É o dinheiro ilegal dos agiotas
que financia as campanhas dos candidatos a prefeito e extorque os eleitos,
travando o desenvolvimento nas microregiões maranhenses.
Os agiotas operam ainda no
fornecimento de merenda escolar e controlam as máquinas administrativas
municipais, deixando os prefeitos atrelados aos negócios escusos do dinheiro
paralelo.
O Governo do Estado, que
deveria ser âncora do desenvolvimento, criando os arranjos produtivos de acordo
com as vocações econômicas regionais, simplesmente lava as mãos, operando uma
lógica simples: forçar o prefeito a vir de pires na mão bater às portas do Palácio
dos Leões, principalmente nos períodos eleitorais.
À imagem e semelhança do
Palácio dos Leões, sede do governo estadual, as prefeituras do Maranhão
radicalizaram o sentido parasitário da administração pública.

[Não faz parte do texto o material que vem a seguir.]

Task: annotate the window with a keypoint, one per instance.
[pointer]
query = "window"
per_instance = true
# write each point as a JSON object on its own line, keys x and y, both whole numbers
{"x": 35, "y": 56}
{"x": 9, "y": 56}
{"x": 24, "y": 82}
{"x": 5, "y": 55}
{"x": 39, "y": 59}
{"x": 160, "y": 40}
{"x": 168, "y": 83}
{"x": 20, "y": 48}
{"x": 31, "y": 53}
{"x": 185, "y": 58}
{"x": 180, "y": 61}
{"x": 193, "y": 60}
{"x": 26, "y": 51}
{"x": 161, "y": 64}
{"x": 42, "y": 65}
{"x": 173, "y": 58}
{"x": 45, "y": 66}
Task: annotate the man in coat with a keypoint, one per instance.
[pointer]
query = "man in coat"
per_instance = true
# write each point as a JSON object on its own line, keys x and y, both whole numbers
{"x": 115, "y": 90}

Cria-se então um ciclo vicioso,
associado a uma cultura política da corrupção instalada em quase todos os
municípios. É esse o terreno fértil onde vinga a agiotagem.
Outro
capitalismo é possível
Só uma mudança radical (capitalista!)
no Maranhão pode romper o jogo combinado entre as aristocracias parasitárias
instaladas na capital e no continente.
Por mais exdrúxulo que possa
parecer, o capitalismo produtivo consiste na primeira etapa do processo de desenvolvimento
do Maranhão, com todas as suas contradições. Trata-se de uma fase necessária à
construção de um novo patamar político, eliminando o parasitismo para
introduzir o produtivismo.
Sem o capital privado
investindo nos arranjos produtivos nas 10 regiões estratégicas para o
desenvolvimento do estado, os prefeitos ficam à mercê dos agiotas e festejando
os “grandes investimentos” predatórios à base de minério, soja e eucalipto para
exportação
Ciência
e tecnologia para o desenvolvimento
É necessário acabar com o bucolismo
e desenvolver o Maranhão de verdade, com a modernização da agricultura familiar,
a profissionalização do turismo, o beneficiamento do pescado, a otimização da
maricultura e o ingresso de um novo tipo de agronegócio, voltado para a
profissionalização da indústria de frutas, hortaliças e aproveitamento dos
derivados, a exemplo do caju.
Para cumprir essa tarefa, é
fundamental que o Maranhão tenha uma política arrojada de desenvolvimento
científico e tecnológico, estimulando a pesquisa, a criatividade e
inventividade do povo maranhense.
As universidades, estadual e
federal, bem como o Instituto Federal, precisam ser chamadas a um esforço
concentrado de focar o conhecimento em plataformas de desenvolvimento para o
Maranhão.
Em suma, é necessária uma
virada em nossa cultura política, degolando o parasitismo aristocrático para
permitir o ingresso do capitalismo contemporâneo. Com todos os riscos e
prejuízos que possam decorrer das agressividades do capital, precisamos
atravessar esta etapa, sob pena de vivermos mais cinco décadas de atraso.
Resta saber se os políticos que
se apresentam como “renovação” e “novidade” vão colocar o Maranhão no futuro,
rompendo com o modelo parasitário, ou manter as carcomidas estruturas
aristocráticas que marcam o Maranhão velho.